Tell me and I forget. Teach me and I remember. Involve me and I learn. Benjamin Franklin

Wednesday, March 19, 2014

The Tenure Take-Back

The response to a professor who lost her job offer when she tried to negotiate reveals the skewed priorities of academia.

By Rebecca Schuman

The Slate - March 18, 2014

As my Slate colleague Katy Waldman has written, it appears that in the buyer’s market of academia, “lean in” is a dangerous fallacy. For men and women both, it’s not “lean in” so much as “bend over.” According to the widely read blog the Philosophy Smoker, a job candidate identified as “W” recently received an offer for a tenure-track position at Nazareth College, a small liberal-arts school near Rochester, N.Y. Like many recipients of job offers, W viewed the original bid as the opening move in a series of negotiations, and thus submitted the following counteroffer, after informing the department—with whom she says she had been in friendly contact—that she was about to switch into “negotiation mode”:
As you know, I am very enthusiastic about the possibility of coming to Nazareth.
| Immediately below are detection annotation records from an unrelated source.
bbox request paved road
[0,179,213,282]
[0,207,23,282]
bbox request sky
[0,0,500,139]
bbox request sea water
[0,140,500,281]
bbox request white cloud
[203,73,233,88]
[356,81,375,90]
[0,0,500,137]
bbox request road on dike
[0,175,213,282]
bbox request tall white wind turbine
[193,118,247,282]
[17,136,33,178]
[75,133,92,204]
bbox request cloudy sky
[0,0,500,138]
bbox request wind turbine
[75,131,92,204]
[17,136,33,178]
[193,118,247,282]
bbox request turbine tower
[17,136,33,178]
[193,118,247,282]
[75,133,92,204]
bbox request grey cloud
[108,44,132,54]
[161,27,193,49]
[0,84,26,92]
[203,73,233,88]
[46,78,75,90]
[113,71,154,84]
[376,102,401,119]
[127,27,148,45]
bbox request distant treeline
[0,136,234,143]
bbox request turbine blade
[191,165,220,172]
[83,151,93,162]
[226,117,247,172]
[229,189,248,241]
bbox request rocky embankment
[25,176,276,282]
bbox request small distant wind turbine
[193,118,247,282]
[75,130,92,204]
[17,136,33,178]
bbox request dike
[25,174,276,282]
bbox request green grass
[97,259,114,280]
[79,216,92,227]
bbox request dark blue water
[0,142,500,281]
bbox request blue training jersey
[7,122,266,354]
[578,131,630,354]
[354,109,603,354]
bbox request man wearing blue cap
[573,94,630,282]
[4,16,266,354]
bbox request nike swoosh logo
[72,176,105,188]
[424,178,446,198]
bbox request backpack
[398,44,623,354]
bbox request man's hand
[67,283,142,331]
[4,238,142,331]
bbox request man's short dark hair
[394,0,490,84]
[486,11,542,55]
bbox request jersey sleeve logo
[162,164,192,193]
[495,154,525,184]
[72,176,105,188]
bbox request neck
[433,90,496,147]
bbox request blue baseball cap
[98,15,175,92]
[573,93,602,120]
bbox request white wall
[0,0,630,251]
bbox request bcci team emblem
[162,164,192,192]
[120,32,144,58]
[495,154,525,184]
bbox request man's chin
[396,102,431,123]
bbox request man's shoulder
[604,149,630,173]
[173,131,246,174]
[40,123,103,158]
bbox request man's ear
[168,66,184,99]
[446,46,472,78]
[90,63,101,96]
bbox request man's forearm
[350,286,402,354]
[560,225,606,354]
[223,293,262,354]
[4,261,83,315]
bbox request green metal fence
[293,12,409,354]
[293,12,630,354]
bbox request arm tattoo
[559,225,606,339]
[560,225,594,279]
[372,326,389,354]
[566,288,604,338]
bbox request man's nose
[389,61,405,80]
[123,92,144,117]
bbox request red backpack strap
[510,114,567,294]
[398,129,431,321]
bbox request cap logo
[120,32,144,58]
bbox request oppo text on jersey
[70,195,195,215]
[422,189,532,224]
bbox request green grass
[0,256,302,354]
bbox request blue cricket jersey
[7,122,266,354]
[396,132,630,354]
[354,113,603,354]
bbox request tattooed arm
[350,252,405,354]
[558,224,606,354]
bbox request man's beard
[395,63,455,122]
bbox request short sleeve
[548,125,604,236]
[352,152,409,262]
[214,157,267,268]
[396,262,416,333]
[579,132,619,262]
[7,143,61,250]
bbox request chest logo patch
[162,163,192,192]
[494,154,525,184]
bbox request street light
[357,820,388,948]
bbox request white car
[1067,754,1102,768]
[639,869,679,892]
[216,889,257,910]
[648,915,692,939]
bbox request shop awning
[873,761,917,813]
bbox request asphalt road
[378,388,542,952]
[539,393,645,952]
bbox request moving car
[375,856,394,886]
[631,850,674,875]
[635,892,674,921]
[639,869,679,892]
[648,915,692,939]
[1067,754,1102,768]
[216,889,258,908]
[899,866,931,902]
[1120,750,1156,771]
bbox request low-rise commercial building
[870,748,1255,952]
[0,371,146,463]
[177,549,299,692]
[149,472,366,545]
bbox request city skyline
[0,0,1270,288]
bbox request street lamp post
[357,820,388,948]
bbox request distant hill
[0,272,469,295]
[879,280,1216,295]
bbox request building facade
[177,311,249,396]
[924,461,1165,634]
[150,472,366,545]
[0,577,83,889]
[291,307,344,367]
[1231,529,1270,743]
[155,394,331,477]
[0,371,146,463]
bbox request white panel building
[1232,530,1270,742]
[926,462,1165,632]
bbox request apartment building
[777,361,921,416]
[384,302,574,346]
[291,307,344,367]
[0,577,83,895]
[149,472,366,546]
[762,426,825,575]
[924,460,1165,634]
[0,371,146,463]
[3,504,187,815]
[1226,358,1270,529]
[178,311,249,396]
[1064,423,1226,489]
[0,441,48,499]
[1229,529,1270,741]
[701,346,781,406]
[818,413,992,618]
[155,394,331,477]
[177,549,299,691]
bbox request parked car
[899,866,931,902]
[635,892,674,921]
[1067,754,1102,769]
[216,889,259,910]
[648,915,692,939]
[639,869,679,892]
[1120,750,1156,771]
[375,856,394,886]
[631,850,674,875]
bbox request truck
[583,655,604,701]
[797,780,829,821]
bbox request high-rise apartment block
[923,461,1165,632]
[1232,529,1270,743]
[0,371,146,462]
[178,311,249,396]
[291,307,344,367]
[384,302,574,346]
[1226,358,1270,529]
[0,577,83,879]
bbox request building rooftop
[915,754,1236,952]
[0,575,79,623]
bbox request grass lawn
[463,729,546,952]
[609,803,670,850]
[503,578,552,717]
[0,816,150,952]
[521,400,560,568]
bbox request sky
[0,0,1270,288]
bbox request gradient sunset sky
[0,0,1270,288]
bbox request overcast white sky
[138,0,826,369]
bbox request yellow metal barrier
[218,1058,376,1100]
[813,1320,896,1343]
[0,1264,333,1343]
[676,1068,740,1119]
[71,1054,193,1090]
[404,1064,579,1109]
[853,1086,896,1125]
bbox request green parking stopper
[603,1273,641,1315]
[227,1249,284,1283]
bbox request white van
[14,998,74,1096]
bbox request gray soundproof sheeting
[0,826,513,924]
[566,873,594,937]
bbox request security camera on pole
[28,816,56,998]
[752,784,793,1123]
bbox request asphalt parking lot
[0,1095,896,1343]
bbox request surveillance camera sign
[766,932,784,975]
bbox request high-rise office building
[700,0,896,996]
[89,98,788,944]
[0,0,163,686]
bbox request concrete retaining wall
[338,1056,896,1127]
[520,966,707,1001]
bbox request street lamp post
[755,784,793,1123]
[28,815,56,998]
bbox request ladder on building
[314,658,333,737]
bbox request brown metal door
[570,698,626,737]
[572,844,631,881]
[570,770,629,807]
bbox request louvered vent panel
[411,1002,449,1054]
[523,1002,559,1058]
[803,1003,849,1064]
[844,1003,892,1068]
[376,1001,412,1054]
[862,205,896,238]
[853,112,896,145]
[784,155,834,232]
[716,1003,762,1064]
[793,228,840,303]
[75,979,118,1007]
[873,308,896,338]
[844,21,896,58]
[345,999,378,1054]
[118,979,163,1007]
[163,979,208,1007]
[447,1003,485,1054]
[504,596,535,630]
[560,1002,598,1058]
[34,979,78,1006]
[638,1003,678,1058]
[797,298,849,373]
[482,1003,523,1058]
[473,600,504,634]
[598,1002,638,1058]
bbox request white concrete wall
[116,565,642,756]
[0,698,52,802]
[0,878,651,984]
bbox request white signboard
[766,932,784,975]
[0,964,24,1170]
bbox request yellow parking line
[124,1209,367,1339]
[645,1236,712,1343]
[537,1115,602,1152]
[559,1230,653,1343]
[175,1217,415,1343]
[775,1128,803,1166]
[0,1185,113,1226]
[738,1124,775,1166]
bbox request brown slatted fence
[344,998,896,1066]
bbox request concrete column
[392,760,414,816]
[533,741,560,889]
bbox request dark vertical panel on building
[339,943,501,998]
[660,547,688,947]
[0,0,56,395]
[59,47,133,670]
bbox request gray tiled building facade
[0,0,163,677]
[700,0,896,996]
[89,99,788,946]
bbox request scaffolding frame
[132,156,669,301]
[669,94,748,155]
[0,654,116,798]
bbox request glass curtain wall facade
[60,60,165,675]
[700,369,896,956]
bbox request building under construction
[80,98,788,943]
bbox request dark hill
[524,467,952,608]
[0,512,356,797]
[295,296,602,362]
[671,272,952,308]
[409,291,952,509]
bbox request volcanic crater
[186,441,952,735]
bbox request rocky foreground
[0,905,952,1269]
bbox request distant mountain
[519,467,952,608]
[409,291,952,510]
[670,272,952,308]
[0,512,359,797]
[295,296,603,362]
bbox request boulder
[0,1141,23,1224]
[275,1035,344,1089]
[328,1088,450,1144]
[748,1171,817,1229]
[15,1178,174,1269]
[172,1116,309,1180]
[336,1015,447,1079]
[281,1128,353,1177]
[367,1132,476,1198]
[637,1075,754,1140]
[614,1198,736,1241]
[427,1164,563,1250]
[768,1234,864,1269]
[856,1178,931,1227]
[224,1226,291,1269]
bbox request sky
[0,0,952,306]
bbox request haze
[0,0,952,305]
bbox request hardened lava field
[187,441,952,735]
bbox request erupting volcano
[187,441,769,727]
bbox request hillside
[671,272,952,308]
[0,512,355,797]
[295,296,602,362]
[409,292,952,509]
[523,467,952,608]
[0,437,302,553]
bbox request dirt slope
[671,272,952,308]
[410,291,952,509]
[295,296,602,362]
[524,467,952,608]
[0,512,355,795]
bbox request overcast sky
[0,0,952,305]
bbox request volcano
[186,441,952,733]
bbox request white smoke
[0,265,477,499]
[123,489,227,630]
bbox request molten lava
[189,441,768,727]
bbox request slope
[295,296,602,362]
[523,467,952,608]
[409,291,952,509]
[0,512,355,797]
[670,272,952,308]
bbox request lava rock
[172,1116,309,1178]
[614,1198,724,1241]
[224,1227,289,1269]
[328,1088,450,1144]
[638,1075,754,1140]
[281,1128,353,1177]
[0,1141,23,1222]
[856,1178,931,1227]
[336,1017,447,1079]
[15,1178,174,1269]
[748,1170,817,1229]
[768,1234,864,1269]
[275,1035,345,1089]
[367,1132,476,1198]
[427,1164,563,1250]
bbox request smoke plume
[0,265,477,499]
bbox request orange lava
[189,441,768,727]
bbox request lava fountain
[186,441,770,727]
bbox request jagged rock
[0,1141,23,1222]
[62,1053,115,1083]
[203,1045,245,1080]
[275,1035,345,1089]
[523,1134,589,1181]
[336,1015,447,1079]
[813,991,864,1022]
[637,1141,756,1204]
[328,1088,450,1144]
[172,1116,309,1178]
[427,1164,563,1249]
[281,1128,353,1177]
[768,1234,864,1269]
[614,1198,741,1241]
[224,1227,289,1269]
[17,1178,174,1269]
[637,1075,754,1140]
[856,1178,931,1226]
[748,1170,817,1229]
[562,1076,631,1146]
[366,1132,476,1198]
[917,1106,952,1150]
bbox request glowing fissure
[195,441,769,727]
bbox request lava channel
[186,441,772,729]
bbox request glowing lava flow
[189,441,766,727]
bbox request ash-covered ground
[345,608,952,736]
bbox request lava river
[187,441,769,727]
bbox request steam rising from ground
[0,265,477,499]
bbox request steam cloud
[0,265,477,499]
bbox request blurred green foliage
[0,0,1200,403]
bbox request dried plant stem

Granting some of the following provisions would make my decision easier. 
1) An increase of my starting salary to $65,000, which is more in line with what assistant professors in philosophy have been getting in the last few years.
2) An official semester of maternity leave.
3) A pre-tenure sabbatical at some point during the bottom half of my tenure clock.
4) No more than three new class preps per year for the first three years.
5) A start date of academic year 2015 so I can complete my postdoc. 
I know that some of these might be easier to grant than others. Let me know what you think.